Mit „Early Hungarian Dances From Gömör“ (Árpád Balázs, geboren 1937) wurde es nochmals folkloristisch, wobei in Ungarn diese Traditionen in die klassische Musik einfließen. Für die Stadtkapelle eine weitere Gelegenheit, im harmonischen Wechseln von Rhythmen und Klangfarben zu glänzen und den Anschein zu erwecken, als käme ihre ganze Klangfülle aus einer einzigen Quelle. Teils ließen sich die Instrumente schon nicht mehr heraushören, indem ihre Melodiepassagen einfach ins nächste Register hinüberglitten. ähnlich bei „Incantation And Dance“ (John Barnes Chance, 1932 bis 1972), einem Standardwerk für sinfonische Blasmusik: Nach beginnendem Flötensolo setzte eine Instrumentalgruppe nach der anderen ein.
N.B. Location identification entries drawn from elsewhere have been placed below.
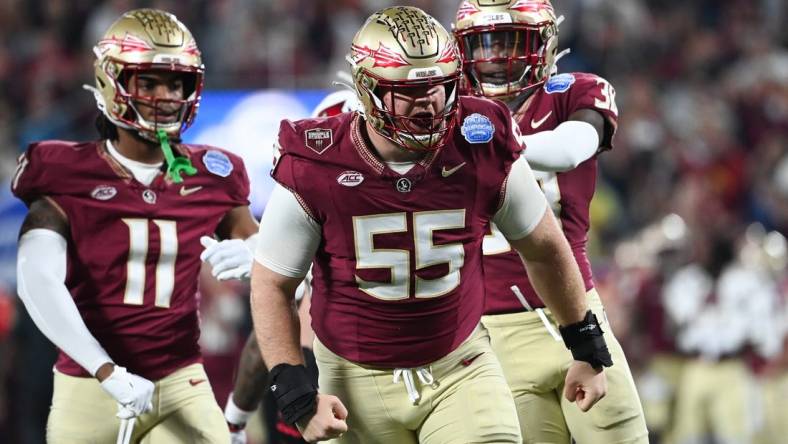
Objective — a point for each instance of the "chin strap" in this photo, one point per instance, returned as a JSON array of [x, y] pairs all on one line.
[[175, 165]]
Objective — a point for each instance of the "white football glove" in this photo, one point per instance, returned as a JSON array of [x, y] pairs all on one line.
[[238, 437], [229, 259], [133, 393]]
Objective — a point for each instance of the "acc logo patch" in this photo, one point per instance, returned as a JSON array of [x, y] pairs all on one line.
[[559, 83], [350, 178], [319, 139], [103, 192], [477, 128], [217, 163]]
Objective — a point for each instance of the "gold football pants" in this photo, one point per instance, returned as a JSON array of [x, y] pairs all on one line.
[[535, 364], [184, 411], [461, 398]]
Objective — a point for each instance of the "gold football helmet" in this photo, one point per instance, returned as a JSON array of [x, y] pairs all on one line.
[[507, 46], [144, 40], [405, 51]]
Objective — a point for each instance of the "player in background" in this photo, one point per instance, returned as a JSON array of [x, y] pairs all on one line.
[[390, 207], [251, 379], [251, 383], [509, 50], [109, 252]]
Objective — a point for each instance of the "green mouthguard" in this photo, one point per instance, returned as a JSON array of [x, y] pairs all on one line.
[[175, 165]]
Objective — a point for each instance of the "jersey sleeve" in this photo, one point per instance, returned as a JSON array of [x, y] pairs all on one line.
[[239, 192], [288, 236], [30, 179], [524, 204], [596, 93], [289, 166]]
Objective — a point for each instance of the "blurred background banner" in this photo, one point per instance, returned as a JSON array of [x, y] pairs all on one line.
[[688, 220], [246, 123]]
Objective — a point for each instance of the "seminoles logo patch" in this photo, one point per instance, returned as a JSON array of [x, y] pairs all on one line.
[[318, 139], [103, 192], [350, 178], [559, 83]]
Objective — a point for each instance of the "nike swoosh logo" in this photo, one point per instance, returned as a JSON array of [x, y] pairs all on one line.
[[537, 123], [449, 172], [468, 361], [186, 191]]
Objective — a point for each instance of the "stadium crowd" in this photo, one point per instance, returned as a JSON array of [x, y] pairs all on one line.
[[695, 192]]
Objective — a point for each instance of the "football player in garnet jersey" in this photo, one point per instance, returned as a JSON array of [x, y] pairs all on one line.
[[509, 50], [390, 206], [109, 252]]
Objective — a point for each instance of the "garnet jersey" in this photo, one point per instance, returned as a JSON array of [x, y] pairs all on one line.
[[134, 250], [569, 193], [397, 277]]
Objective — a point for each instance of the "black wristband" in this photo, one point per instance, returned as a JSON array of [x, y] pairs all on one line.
[[584, 339], [295, 394]]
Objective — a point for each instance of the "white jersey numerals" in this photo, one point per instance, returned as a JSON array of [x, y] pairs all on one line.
[[138, 252], [426, 253]]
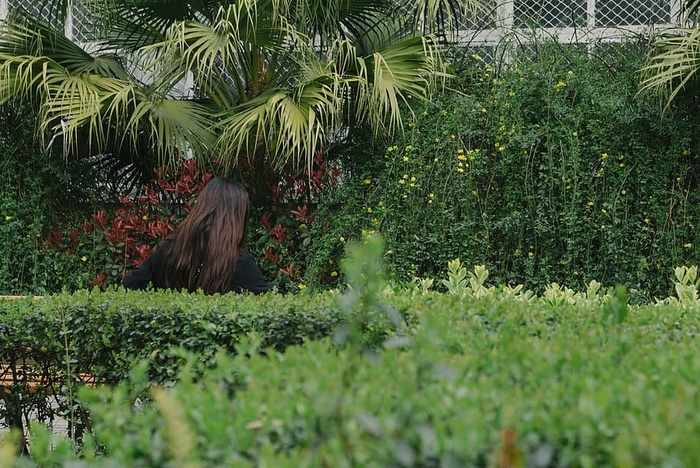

Bei der gerne gewährten Zugabe mit „Cuban Sound“ (Giancarlo Gazzani, geboren 1941) drehten alle für echte unverfälschte Latin-Klänge nochmals richtig auf: Bläser, Schlagwerker und Ivo Deinigner am Kontrabass als einziger Streicher sowie Dirigent Stefan Tarkövi ohne Stab, der sein Orchester wortwörtlich im Griff hatte.
Zuletzt meldete sich der studierte Trompeter und nunmehr Master mit Abschluss Dirigieren selbst zu Wort: Der Konzertabend sei dank intensiver Probenarbeit und Unterstützung von Gastmusikern wie etwa des Klarinettisten Harald Gerlach möglich geworden, und zum Studium gereizt habe ihn die Corona-Zeit, „weil ich nicht stehen bleiben wollte“. Jetzt, zwei Jahre später, habe er unter Anwesenheit seiner Dozentin Eva Fodor von der Hochschule Stuttgart mit der praktischen Prüfung abschließen können. Somit galt der begeisterte Schlussapplaus beiden, der Stadtkapelle und ihrem Dirigenten.